Items that are rated this way in round two, will be discussed in round three, the steering group consensus meeting. This is to ensure that all relevant core outcomes are included in the final COS (Williamson et al., 2017). If no agreement can be reached by discussion, a majority vote on the item will be performed.

Statistical analysis

Proportions of agreement will be calculated for all respondents and each stakeholder group separately using Microsoft Excel software (Version 2102, Microsoft Corporation, Redmont, USA) and IBM SPSS Statistics (version 25, IBM Corporation).

Defining outcome measures

After the COS is identified, the steering group will develop recommendations for high-quality measures for each outcome. The recommendations will be based on The Consensus-based Standards for the selection of health Measurement Instruments (COSMIN) (Prinsen et al., 2016). The scope of this work does not include developing measurements or tools that might not yet exist.

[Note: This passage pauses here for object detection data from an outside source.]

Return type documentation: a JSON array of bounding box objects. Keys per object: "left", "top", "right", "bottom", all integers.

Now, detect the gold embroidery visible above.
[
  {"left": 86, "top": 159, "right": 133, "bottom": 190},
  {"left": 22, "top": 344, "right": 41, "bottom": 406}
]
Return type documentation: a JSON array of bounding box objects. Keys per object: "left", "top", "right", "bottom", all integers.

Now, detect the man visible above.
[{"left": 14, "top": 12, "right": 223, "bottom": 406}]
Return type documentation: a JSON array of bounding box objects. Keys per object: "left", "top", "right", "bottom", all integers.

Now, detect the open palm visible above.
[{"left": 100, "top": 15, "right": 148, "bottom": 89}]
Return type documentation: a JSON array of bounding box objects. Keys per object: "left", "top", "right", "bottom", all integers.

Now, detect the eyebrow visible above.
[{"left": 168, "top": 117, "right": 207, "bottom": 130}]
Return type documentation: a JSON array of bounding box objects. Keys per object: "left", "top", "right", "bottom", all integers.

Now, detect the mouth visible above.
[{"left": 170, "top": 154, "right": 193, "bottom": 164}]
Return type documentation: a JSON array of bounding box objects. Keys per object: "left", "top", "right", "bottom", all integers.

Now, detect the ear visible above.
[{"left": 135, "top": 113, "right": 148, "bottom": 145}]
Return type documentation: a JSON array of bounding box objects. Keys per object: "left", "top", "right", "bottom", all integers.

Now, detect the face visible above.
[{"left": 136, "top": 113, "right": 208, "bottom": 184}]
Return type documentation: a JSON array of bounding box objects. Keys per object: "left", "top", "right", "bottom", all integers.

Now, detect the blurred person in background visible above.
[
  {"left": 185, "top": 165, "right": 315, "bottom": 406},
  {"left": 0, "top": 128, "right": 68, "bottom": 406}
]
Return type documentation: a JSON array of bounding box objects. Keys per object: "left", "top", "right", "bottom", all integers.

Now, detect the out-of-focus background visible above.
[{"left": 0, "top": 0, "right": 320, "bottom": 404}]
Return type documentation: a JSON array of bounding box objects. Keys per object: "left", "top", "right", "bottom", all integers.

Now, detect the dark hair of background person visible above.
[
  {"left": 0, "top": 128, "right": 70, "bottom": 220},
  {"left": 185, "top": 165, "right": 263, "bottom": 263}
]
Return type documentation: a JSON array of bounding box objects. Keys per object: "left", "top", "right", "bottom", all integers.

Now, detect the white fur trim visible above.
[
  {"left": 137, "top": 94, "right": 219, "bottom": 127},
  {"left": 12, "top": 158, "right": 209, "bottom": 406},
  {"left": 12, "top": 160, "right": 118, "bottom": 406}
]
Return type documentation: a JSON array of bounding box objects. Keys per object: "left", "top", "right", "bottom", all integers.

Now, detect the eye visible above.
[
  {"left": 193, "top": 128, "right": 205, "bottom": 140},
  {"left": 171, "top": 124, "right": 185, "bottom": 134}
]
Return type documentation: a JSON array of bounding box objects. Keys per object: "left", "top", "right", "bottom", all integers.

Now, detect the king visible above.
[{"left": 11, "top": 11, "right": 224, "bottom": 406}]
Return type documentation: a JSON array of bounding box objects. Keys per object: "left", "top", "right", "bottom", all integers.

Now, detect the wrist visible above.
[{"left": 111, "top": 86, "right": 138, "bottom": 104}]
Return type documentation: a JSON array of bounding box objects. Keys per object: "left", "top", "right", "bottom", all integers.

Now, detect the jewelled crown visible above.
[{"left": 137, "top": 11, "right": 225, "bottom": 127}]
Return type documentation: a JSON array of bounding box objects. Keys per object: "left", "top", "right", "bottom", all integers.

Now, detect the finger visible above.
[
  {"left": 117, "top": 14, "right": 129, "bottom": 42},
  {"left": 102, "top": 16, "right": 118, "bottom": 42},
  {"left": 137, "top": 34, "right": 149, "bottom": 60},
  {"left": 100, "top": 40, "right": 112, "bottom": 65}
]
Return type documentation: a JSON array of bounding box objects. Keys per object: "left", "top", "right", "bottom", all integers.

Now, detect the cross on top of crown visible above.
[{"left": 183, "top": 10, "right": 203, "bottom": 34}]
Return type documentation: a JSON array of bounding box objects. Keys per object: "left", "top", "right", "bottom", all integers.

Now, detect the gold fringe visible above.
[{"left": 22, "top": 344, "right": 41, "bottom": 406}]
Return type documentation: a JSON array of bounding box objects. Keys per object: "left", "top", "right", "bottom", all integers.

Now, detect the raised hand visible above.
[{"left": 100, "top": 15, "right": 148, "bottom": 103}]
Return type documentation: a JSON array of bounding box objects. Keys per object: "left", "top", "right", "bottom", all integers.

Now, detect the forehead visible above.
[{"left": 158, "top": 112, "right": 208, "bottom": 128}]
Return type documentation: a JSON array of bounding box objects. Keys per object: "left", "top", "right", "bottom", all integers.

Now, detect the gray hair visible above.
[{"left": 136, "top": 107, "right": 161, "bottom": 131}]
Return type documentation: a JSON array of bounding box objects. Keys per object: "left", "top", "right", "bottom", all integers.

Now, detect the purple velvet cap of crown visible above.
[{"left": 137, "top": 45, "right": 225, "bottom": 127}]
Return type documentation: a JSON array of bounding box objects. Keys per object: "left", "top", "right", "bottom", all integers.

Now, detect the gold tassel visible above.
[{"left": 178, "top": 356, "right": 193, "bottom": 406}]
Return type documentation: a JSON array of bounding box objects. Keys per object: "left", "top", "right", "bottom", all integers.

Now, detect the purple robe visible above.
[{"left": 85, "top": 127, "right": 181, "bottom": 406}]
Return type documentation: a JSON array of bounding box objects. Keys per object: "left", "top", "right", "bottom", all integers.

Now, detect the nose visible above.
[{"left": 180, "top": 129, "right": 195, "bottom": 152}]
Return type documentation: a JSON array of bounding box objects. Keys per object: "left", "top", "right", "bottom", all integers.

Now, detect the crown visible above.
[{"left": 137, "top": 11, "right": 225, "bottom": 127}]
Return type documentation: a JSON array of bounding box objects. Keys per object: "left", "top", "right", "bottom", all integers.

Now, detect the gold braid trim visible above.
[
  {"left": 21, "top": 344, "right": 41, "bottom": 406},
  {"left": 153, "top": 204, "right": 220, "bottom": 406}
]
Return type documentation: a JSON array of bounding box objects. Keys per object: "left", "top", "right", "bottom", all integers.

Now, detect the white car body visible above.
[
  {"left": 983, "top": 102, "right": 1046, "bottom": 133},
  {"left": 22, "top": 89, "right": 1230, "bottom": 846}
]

Dissemination and implementation

The final COS will be published in an open access, peer reviewed journal in accordance with the COMET guidelines. A plain language summary will be provided on the CROWN-initiatives website and sent to all patient organizations that wish to receive one. The CROWN initiative in conjunction with 80 medical journals has committed to implement core outcome sets and participating journals will require authors to report the results for core outcomes and offer conclusions based on these outcomes rather than non- core or surrogate outcomes. We will aim to present the core outcome set at relevant scientific meetings.

Conclusion

Adhering to the COS-STAD and CO-STAP recommendations (Kirkham et al., 2016, Kirkham et al., 2019), we designed a protocol by which a core outcome set for studies on uterine-sparing interventions for adenomyosis in pre-menopausal patients will be developed. The core outcome set will facilitate the generation of clinically important and patient centred outcomes for studies evaluating treatments for adenomyosis. Implementation of this core outcome set will allow the harmonisation of data from such studies and improve the quality of systematic reviews and meta-analyses. These will in turn improve the quality of data used in clinical guidelines, thereby improving clinical care.